Por mais que não levemos muito a sério, a justiça dos homens, é preciso saibamos que a justiça Divina não se esquecerá de “dar a cada um segundo as suas obras”, como bem nos afirmou o Mestre de Nazaré, e que não devemos esperar nenhum jeitinho brasileiro, para nos esquivarmos de seus efeitos verdadeiramente justos, que não levarão em conta nossa posição social, nossa cor, nosso sexo, nossa atual visão de justiça, etc., etc.
A justiça está contida na Lei de Amor e Caridade, como nos afirmam os Imortais da Vida Maior, nas questões que seguem do Livro dos Espíritos, que abaixo transcrevemos:
“873. O sentimento da justiça está em a Natureza, ou é resultado de idéias adquiridas?
“Está de tal modo em a Natureza, que vos revoltais à simples idéia de uma injustiça. É fora de dúvida que o progresso moral desenvolve esse sentimento, mas não o dá. Deus o pôs no coração do homem. Daí vem que, freqüentemente, em homens simples e incultos se vos deparam noções mais exatas da justiça do que nos que possuem grande cabedal de saber.”
874. Sendo a justiça uma lei da Natureza, como se explica que os homens a entendam de modos tão diferentes, considerando uns justo o que a outros parece injusto?
“É porque a esse sentimento se misturam paixões que o alteram, como sucede à maior parte dos outros sentimentos naturais, fazendo que os homens vejam as coisas por um prisma falso.”
875. Como se pode definir a justiça?
“A justiça consiste em cada um respeitar os direitos dos demais.”
a) - Que é o que determina esses direitos?
“Duas coisas: a lei humana e a lei natural. Tendo os homens formulado leis apropriadas a seus costumes e caracteres, elas estabeleceram direitos mutáveis com o progresso das luzes. Vede se hoje as vossas leis, aliás imperfeitas, consagram os mesmos direitos que as da Idade Média. Entretanto, esses direitos antiquados, que agora se vos afiguram monstruosos, pareciam justos e naturais naquela época. Nem sempre, pois, é acorde com a justiça o direito que os homens prescrevem. Demais, este direito regula apenas algumas relações sociais, quando é certo que, na vida particular, há uma imensidade de atos unicamente da alçada do tribunal da consciência.”
876. Posto de parte o direito que a lei humana consagra, qual a base da justiça, segundo a lei natural?

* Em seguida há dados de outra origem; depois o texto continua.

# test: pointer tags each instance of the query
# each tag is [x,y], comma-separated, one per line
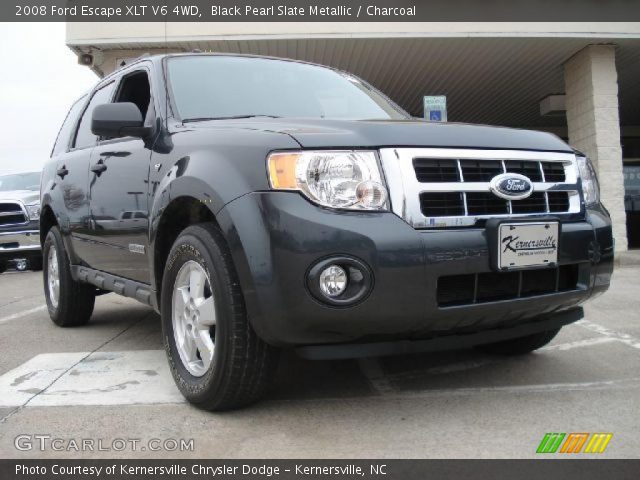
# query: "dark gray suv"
[261,204]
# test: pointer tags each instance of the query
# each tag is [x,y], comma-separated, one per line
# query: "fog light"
[333,281]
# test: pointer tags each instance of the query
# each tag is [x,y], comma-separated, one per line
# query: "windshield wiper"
[230,117]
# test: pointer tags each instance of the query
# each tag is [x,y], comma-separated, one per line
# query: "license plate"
[527,244]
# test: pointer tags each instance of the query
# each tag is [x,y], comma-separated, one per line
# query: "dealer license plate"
[527,244]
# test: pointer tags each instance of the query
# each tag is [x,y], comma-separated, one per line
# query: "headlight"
[33,211]
[590,187]
[337,179]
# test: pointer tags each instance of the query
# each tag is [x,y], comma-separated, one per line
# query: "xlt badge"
[511,186]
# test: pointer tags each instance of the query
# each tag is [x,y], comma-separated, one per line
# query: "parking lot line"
[85,378]
[24,313]
[625,338]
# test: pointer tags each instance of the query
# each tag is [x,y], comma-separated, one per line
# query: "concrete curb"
[630,258]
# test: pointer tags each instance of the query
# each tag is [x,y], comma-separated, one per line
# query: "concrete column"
[591,87]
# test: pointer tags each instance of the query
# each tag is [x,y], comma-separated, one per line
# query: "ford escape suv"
[281,204]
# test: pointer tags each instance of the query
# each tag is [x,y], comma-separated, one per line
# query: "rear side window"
[64,135]
[84,137]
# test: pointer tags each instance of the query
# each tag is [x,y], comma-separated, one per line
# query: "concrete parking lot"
[109,380]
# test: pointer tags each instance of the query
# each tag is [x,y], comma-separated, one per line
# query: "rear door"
[72,173]
[118,183]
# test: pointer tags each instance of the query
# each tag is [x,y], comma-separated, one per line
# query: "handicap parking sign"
[435,108]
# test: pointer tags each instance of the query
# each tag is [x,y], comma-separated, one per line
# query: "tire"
[242,366]
[75,300]
[522,345]
[35,264]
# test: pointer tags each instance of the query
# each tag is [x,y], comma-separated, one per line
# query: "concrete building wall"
[81,33]
[594,125]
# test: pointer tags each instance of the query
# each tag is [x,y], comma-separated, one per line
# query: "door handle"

“Disse o Cristo: Queira cada um para os outros o que quereria para si mesmo. No coração do homem imprimiu Deus a regra da verdadeira justiça, fazendo que cada um deseje ver respeitados os seus direitos. Na incerteza de como deva proceder com o seu semelhante, em dada circunstância, trate o homem de saber como quereria que com ele procedessem, em circunstância idêntica. Guia mais seguro do que a própria consciência não lhe podia Deus haver dado.”
Efetivamente, o critério da verdadeira justiça está em querer cada um para os outros o que para si mesmo quereria e não em querer para si o que quereria para os outros, o que absolutamente não é a mesma coisa. Não sendo natural que haja quem deseje o mal para si, desde que cada um tome por modelo o seu desejo pessoal, é evidente que nunca ninguém desejará para o seu semelhante senão o bem. Em todos os tempos e sob o império de todas as crenças, sempre o homem se esforçou para que prevalecesse o seu direito pessoal. A sublimidade da religião cristã está em que ela tomou o direito pessoal por base do direito do próximo.
877. Da necessidade que o homem tem de viver em sociedade, nascem-lhe obrigações especiais?
“Certo e a primeira de todas é a de respeitar os direitos de seus semelhante. Aquele que respeitar esses direitos procederá sempre com justiça. Em o vosso mundo, porque a maioria dos homens não pratica a lei de justiça, cada um usa de represálias. Essa a causa da perturbação e da confusão em que vivem as sociedades humanas. A vida social outorga direitos e impões deveres recíprocos.”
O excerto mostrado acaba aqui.